NASCEU HOJE O SALVADOR

Eu vim para que todos tenham vida, e para que a tenham em abundância” (Jo 10, 10)

Natividade do Senhor

Natividade do Senhor

O humilde e silencioso nascimento em Belém de Judá, dois mil anos agora completados, parecia destinado a ser lembrado apenas na obscura biografia de um casal de Nazaré, José e Maria, relegado à marginalidade da história.

E assim foi por 33 anos, quando a notícia da ressurreição de Jesus de Nazaré passou a ser anunciada por discípulos transformados e foi atraindo, de modo irrefreável, o Império romano, os bárbaros, toda a face da terra, conquistando a cada um de nós como discípulos ou como adversários, nunca como indiferentes. O sepulcro vazio de Jerusalém explicita a manjedoura de Belém: o Menino saudado pelos anjos e pastores, adorado pelos Magos, é a realização do destino humano e do cosmos. Ele é o Salvador, não apenas aquele apagador de pecados a que muitos o reduzem, mas o Salvador da criação: tudo nele será completado e por ele a pessoa humana pode realizar sua vocação à divinização, recuperar a imagem e semelhança de Deus, como foi criado.

Nisso reside o mistério do Natal: o ser humano não é a mediocridade a que se conforma reduzir, mas é chamado a existir em Deus, do mesmo modo que em Jesus Deus aceitou existir no humano. Segundo um pensamento muito caro à antiga sabedoria cristã, Deus se fez humano para que o humano se fizesse divino.

Quando Jesus, já exercendo o ministério profético pelas vilas e caminhos da Palestina, definiu o sentido de sua missão, deixou bem claro que ela tem a ver com a vida em seu sentido mais amplo e pleno: “Eu vim para que todos tenham vida, e para que a tenham em abundância” (Jo 10,10).
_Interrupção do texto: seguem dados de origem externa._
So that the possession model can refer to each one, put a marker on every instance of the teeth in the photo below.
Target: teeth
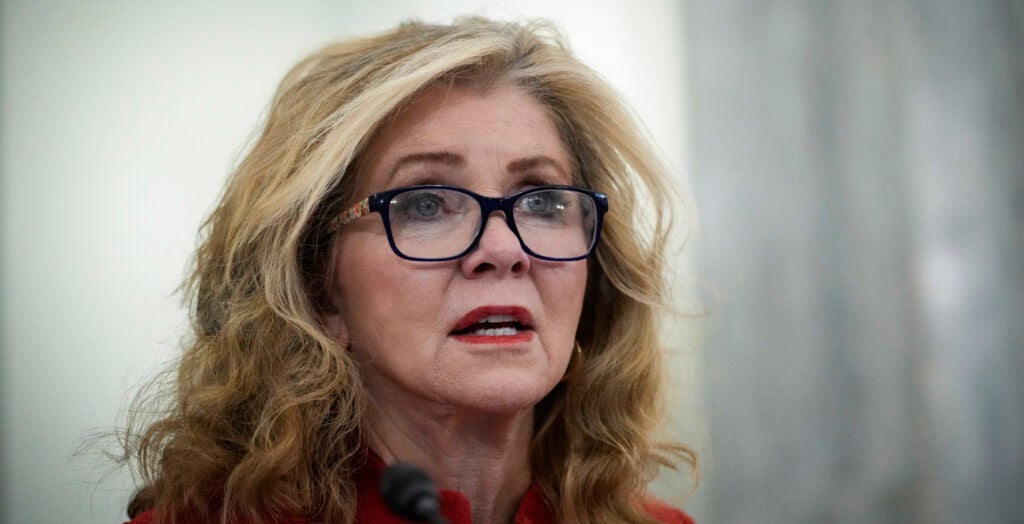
(497, 319)
(501, 332)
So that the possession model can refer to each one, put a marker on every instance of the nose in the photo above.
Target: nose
(498, 251)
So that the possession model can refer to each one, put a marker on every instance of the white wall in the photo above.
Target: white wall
(119, 123)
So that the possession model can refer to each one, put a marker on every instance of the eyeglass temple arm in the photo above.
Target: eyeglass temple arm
(360, 209)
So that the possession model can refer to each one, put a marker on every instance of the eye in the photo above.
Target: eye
(419, 205)
(538, 203)
(427, 206)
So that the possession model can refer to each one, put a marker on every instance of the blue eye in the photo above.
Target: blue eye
(419, 205)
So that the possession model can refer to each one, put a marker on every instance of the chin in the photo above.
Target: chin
(506, 396)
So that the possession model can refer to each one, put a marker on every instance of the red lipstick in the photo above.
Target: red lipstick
(495, 324)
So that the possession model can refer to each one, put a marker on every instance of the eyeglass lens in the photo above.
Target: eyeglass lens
(435, 223)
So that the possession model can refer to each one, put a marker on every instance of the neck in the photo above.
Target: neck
(483, 455)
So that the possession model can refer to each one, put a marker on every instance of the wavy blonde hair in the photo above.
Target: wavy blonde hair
(261, 417)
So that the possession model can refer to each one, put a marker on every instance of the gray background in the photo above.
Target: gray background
(858, 168)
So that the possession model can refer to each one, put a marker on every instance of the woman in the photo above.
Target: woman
(414, 263)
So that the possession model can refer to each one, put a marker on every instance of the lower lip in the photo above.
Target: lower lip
(518, 338)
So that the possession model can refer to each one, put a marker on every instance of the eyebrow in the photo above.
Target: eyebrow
(523, 165)
(443, 158)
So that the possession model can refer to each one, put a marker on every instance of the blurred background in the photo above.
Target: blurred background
(858, 168)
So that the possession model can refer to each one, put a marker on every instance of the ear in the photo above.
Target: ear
(334, 318)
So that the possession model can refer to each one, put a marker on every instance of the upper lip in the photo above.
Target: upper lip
(519, 314)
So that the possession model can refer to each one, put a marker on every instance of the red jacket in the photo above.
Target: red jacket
(532, 509)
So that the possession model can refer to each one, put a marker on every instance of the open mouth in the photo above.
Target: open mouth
(494, 325)
(491, 324)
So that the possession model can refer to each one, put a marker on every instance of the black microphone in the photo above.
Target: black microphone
(409, 492)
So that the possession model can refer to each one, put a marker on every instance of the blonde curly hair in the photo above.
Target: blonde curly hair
(261, 418)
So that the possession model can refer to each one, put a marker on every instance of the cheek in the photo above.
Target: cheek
(562, 292)
(376, 290)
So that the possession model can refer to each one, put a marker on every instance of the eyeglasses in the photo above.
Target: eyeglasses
(442, 222)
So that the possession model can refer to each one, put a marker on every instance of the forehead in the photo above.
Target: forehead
(495, 131)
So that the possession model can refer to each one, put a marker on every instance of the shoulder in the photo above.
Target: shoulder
(665, 513)
(148, 517)
(142, 518)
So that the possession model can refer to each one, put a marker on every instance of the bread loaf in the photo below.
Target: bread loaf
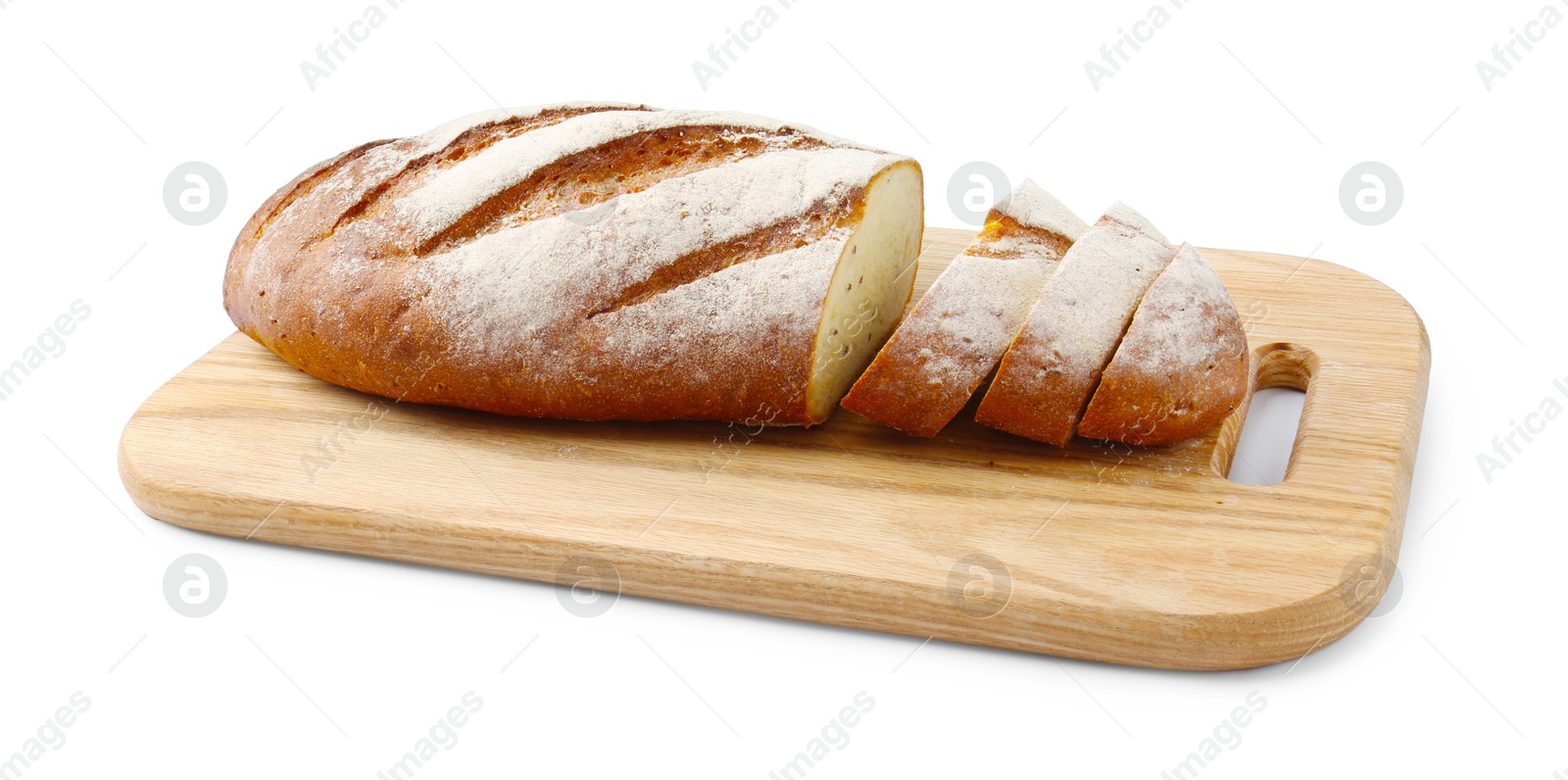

Após isso, o ato de fé em Deus está inseparavelmente unido ao ato de fé na transformação do ser humano e do cosmos como compromisso pessoal de cada discípulo, de cada cristão. Numa palavra, crer em Deus é comprometer-se com a vida que dele jorra. Seus discípulos seguem seus passos em defesa da vida em qualquer lugar em que se encontra o ser humano. O cristão não se deixa levar pelo preconceito (esse é bom, é dos nossos, aquele não presta), mas pela irresistível força do amor. Porque assim Jesus procedeu diante dos doentes, dos pecadores, dos marginalizados socialmente, dos famintos: ele não julgou as pessoas, mas olhou-as na face sofrida com o compromisso de dar-lhes vida. Nenhum pobre da terra teve receio de se aproximar dele, porque sua missão era acolher, reunir o que estava disperso para dar a vida.

É tempo de Natal, é tempo de renascer. O Menino não nasceu: ele nasce ainda em todo aquele que nele crê como Salvador e se dispõe a fazer a vida renascer. A Igreja crê em seu Senhor e Salvador e por causa dele assume a missão transfiguradora da história.

Há dois mil anos é tempo de Natal. Feliz Natal!